Un Portrait Jérémy Morin, un chef en aparté
En février dernier, le chef Jérémy Morin accroche une nouvelle étoile au ciel gastronomique de la Métropole toulousaine. Aujourd’hui en sa demeure de Montrabé, il offre avec son Aparté, toute la mesure d’une énergie créative prédestinée à rayonner. Rencontre.

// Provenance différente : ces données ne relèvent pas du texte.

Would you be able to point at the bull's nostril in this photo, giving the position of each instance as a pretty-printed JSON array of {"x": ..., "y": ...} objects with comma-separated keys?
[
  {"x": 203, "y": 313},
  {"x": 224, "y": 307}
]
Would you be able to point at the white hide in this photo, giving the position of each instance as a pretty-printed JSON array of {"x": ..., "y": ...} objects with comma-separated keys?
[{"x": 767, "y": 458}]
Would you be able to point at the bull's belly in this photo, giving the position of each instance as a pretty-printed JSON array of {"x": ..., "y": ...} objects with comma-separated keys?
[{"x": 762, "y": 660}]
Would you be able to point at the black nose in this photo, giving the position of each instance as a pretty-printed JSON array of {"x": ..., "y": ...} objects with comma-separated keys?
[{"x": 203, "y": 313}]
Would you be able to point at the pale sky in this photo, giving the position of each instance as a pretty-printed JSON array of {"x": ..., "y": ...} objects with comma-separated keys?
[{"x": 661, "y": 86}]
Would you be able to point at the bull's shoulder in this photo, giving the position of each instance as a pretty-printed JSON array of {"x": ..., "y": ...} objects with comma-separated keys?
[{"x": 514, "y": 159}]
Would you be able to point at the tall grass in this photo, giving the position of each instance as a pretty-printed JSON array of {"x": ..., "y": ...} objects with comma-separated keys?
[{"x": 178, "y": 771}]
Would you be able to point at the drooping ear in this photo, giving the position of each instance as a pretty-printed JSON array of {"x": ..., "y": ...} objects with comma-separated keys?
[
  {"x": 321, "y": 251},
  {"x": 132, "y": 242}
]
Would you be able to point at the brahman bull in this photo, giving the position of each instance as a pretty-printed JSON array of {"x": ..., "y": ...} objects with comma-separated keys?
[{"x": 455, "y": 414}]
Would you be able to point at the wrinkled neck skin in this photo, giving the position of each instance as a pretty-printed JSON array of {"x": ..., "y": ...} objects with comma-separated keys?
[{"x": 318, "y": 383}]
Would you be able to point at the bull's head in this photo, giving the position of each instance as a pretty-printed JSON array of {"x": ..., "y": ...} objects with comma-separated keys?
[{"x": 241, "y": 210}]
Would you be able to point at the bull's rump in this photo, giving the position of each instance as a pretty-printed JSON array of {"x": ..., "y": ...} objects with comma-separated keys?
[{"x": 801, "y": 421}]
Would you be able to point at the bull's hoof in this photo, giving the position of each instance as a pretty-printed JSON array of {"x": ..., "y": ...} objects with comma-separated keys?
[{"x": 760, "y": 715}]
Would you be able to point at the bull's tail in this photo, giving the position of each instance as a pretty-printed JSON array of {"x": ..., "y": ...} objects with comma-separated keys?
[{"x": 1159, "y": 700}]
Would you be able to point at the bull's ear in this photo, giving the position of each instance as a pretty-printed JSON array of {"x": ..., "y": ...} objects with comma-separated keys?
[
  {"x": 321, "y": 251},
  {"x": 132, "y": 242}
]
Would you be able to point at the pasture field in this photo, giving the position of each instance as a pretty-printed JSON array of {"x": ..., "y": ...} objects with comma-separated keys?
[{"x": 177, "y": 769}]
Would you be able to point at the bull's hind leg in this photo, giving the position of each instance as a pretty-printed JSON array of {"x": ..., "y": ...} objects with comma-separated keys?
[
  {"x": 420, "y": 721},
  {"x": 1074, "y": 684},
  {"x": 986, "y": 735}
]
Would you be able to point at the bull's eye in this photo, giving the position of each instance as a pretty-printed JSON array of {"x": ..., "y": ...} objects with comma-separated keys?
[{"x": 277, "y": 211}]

Si certains naissent une cuiller en argent dans la bouche, d'autres ont l'art de nous régaler avec. Sur le berceau de Jérémy Morin, le chef fraîchement étoilé de l'Aparté à Montrabé, les bonnes fées du goût se sont donné rendez-vous à Vire un jour de 1978. C'est là, au coeur du Bocage normand, que la cuisine l'appelle : « Ma mère et mes deux grands-mères étaient de fines cuisinières ; j'ai toujours suivi leur travail. » Porté par cet élan, il traverse la Manche pour l'Angleterre et l'Irlande, « pas pour la cuisine mais pour apprendre la langue. » Dix-huit mois à écumer les petits boulots de commis avant d'être repêché à Paris par un futur gros poisson de la cuisine française, Yannick Alléno : « Il démarrait sa première place de chef au Scribe. J'y suis resté trois ans. » Une escale chez Eric Fréchon plus loin, à l'Épicure, le restaurant trois étoiles du Bristol, Jérémy rentre au port rappelé par Alléno à la barre du restaurant de l'hôtel Meurice. Il naviguera trois nouvelles années à ses côtés au poste de sous-chef.

L'appel du large

« Nous sommes in 2006 » et déjà résonne un autre appel. « Je prends le poste de chef au Métropolitain. Dur de passer d'une place avec 70 cuisiniers dans un palace parisien à celui de chef à Toulouse. » Les premiers mois sont dificiles, « j'ai douté de mon choix de carrière. » La consécration, rapide, met fin à ses tourments. « En mars 2008, l'étoile arrive. C'était parti. Au Met, on a d'abord été reconnu par le Michelin avant de l'être par les Toulousains. » La récompense n'empêchera pas les difficultés économiques de l'établissement : « Licencié, j'ai galéré un an. Deux amis clients et chefs d'entreprise ont décidé de m'aider à ouvrir mon resto. Ils ont levé mes doutes et nous nous sommes associés. » Désormais capitaine à bord, Jérémy Morin, secondé par Romina son épouse, trouve par hasard refuge à Montrabé en novembre 2015 : « Je savais exactement ce que je voulais. Un lieu de 45 couverts, avec terrasse et parking, qui ne soit ni urbain, ni campagne. » L'Aparté le bien-nommé est né.

La mer en ses terres

« Avec mes origines, les produits de la mer sont mes préférés. Je les travaille de manière inédite ». Même si son plat fétiche reste une cocotte d'automne cuite à la pâte à pain : « légumes anciens au jus de cochon, poitrine conite par mes soins, truffe fraîche ». Avec un menu déjeuner très abordable qui privilégie les produits locaux, poissons exceptés, Jérémy Morin s'offre même le luxe d'en changer chaque semaine, tous les deux mois pour la carte du soir. « Je passe près d'un mois à construire les plats de mes nouveaux menus », toujours accompagnés de dessins qu'il juge enfantins. « Je soigne le visuel de l'assiette. Mais quand tu manges, je préfère entendre dire : Oh, que c'est bon ça ! Plutôt que : Oh, c'est joli ». Le guide Michelin ne s'y est pas trompé : il vient de lui décerner une étoile. Une de plus à son palmarès. Pour porter haut les saveurs de la Métropole toulousaine.